In Rovno.
Until of--May of '45 and that's a whole year. And I was in the village. I'm sure everybody knew. I didn't contact anybody.
But they knew you were there.
I'm sure they knew I was there. I was in the open, I was riding with a horse--a team of horses. I was helping to plow. It almost killed me, but that's beside the point you got to, you know, you have to overcome your pride. Even if you're weak, you're going to work like the devil. Because holding a plow with a team of horses is very difficult, hard work. I mean, you have to hold it. And...
Now you, now you...
???.
Yitzhak and Pinhaus were probably doing the same thing and...
Yeah, probably.
...learning how, how to work a plow.
Probably, probably.
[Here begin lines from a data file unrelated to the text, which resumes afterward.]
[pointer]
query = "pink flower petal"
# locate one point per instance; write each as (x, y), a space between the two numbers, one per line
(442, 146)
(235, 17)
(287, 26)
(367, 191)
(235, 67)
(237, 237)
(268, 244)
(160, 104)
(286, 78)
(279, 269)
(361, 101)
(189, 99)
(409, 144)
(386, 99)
I never asked them.
The--do you think uh, did it ever, ever run through your mind that it might have been easier for your parents if they had--didn't have...
The two of us?
...the two of you and...
Oh, sure it ran through my mind, no question about it. It's easier to hide two Jews than four or five. Isn't it? I mean, you have to--we were hidden and--you know, in that hay--straw stack that I told you about...
Uh-huh.
...where the Czech you know, with the dog--where the dog found us and the hired help came--started looking for us.
Yeah.
After the war--well, after the liberation--after the war, the Czechs you know, they were good farmers, good heads...
Uh-huh.
...you know, they knew how to manage it. They ended up under the--because they plowed their fields and they had crops, they didn't destroy their horses and animals like the Ukrainians did. So whatever was left in their collective farm, everybody got--okay and they decided, I don't know how, but everybody had a horse, at least one. Some of them had two.
Hm.
So you survive the Germans and you still had grain you know, food. They used to thrash their--they make flour and they used to bring to town to sell it...
Uh-huh.
...for gold coins. That's all they wanted. It didn't matter whether they were--what kind. But mostly the gold coins were Russian, the five ruble ones and the ten ruble ones. He loved fish, Mr. Dvorjak l...loved fish. Something was wrong with his left hand. It was always covered, like in a sock of some sort. So maybe it was a kind of a deformed thing. I...
Mr. Dvorjak?
Yeah.
Who was that?
The Czech that hid us, that let us...
Oh, right.
...use his uh, haystack.
???
So Tante Chyka, when she knew that he's coming or she knew he was in town, she ran to the market and bought fish. She wanted to--you know, he was a nice man. He saved her life. She understood better what you know, what transpired than I did.
Uh-huh.
She was an adult. She was already might have been sixty years old, maybe more. So they were sitting and chatting one day in our, in our house. And she was feeding him gefilte fish. Uh, and he asked her--whatever the conversation, he asked her, "Who hid you out? Hey, lady, where were you hidden, who hid you out? Who helped you?" She says to him, "You, you did." He says, "Oh, no, you weren't in..." Okay, but she was with us.
Yeah.
She says you know, "I was in there in the haystack in the s..." He said he never knew about them. You think he would have let us stay there or let us stay there? No, I don't, I don't think so.
He didn't know you were hiding in his...
He knew that we were hiding.
Yeah, but not that she was.
But she was not included in the bill of fare. She--he didn't know.